According to Mr Stopard, these standard products include features such as:
Level income versus escalating income options
People who choose the level income option will find they receive more initially, according to Mr Stopard, but as their income does not increase with inflation or by a fixed percentage annually, they will see the value of their income erode over time.
Those who choose the escalating income option may start out with a lower income, but will see it increase over the years to combat inflation. Criticism of these products has focused on the fact that often the initial income level is set as such a level that the annuitant would need to live well beyond average life expectancy to achieve the same cumulative income as that from a level income annuity.
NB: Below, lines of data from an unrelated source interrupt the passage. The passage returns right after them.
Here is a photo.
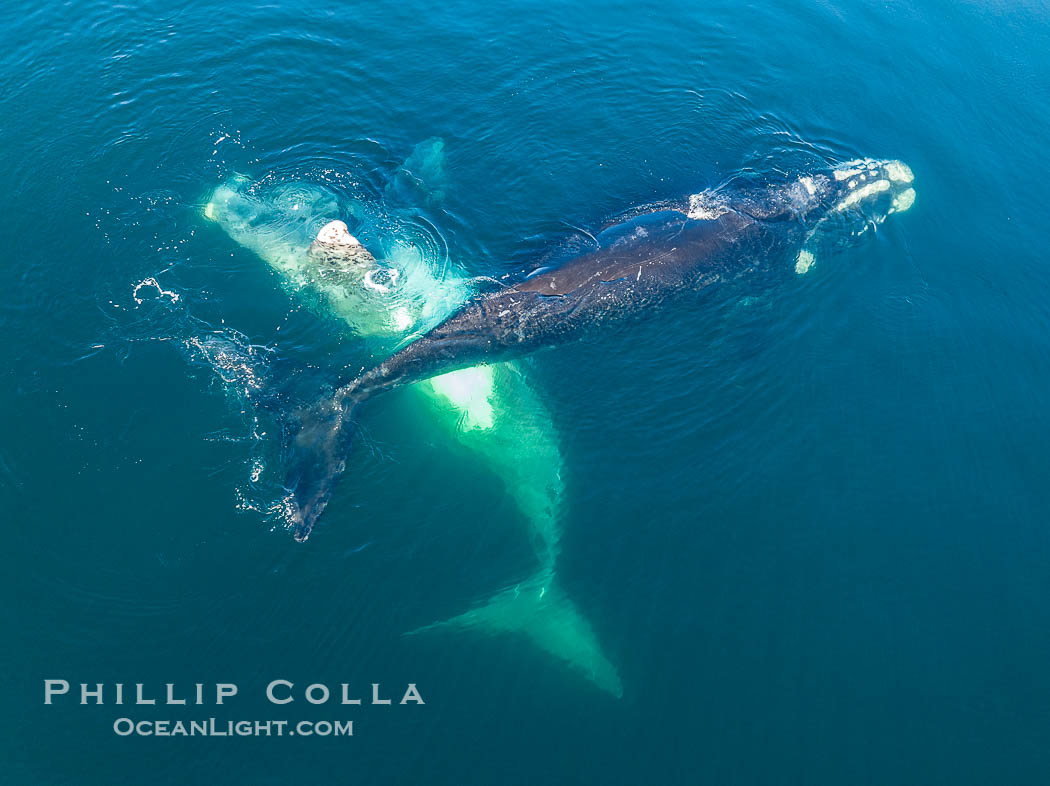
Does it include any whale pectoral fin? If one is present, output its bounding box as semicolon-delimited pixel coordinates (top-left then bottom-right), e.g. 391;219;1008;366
286;392;356;540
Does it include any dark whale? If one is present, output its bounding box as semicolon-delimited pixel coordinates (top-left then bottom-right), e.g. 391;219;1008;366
288;160;915;540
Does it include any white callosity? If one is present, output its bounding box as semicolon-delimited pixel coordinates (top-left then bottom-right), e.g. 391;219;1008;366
795;158;916;275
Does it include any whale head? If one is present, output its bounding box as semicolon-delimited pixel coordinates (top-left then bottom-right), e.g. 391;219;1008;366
788;158;916;274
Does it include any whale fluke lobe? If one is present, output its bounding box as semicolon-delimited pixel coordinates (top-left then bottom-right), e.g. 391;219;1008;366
287;390;358;541
405;568;624;699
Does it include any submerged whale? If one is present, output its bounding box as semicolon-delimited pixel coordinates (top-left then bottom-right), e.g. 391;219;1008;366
204;170;622;696
288;160;916;545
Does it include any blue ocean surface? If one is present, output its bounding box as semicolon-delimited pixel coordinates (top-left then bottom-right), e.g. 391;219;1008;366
0;0;1050;786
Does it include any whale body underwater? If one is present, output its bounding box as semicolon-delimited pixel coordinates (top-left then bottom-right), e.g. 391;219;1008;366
287;160;916;541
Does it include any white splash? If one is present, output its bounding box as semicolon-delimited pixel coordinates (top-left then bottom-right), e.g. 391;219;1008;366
131;276;182;305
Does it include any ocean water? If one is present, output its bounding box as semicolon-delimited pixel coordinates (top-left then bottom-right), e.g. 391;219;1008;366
0;0;1050;785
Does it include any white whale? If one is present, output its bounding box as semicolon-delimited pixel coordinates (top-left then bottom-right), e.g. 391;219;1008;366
205;168;623;697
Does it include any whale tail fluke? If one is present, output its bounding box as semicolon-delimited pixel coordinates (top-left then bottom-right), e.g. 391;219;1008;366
406;569;624;699
286;390;361;540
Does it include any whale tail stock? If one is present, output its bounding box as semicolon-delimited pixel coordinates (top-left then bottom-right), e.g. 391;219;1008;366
287;386;366;541
405;567;624;699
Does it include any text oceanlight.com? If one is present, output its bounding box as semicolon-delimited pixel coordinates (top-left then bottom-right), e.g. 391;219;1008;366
113;718;354;737
44;679;425;737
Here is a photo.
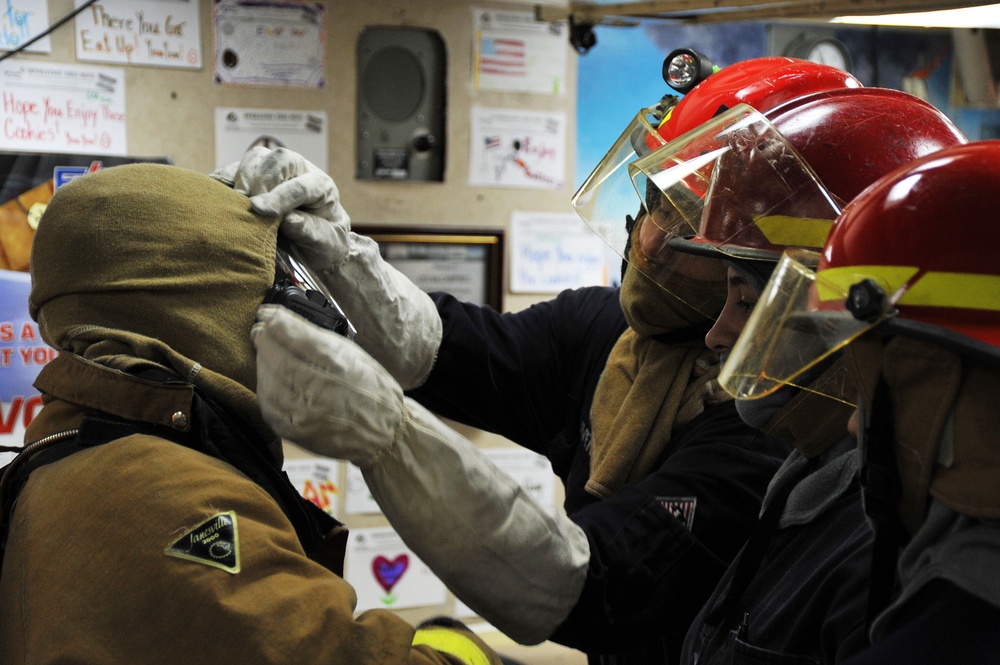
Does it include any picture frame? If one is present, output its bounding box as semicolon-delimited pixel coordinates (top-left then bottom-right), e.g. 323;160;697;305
352;224;504;312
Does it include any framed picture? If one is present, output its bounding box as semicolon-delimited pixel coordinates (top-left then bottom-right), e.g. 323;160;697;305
352;224;504;311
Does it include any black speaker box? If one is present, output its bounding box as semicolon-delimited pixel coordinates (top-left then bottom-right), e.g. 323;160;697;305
356;26;446;181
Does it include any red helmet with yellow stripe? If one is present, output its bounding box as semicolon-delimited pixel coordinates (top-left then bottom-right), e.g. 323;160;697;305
652;56;861;147
656;88;965;262
719;141;1000;398
817;141;1000;353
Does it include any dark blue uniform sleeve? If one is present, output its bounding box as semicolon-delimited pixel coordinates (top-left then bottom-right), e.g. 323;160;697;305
843;579;1000;665
551;402;789;662
409;287;627;464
If someone chooses this option when they take out an annuity, Mr Stopard says the insurer guarantees to pay out for a minimum period – generally – between one and 10 years. If the annuitant dies before this period is up, Mr Stopard states their beneficiaries receive this income.
This feature allows the annuitant to protect up to 100 per cent of their initial investment for a given period of time. Should they die before the age of 75, Mr Stopard explains the amount of the investment, less gross income, will be paid to their next of kin, less a 55 per cent tax charge.
Joint versus single life
As with standard annuities, Mr Stopard said people can choose whether they want to have an income for their life or also provide an income for their spouse, partner or dependent for the rest of their lives.
Enhanced joint life annuities will take into account any health conditions or illnesses the second partner has and Mr Stopard says this can result in a higher income for both parties.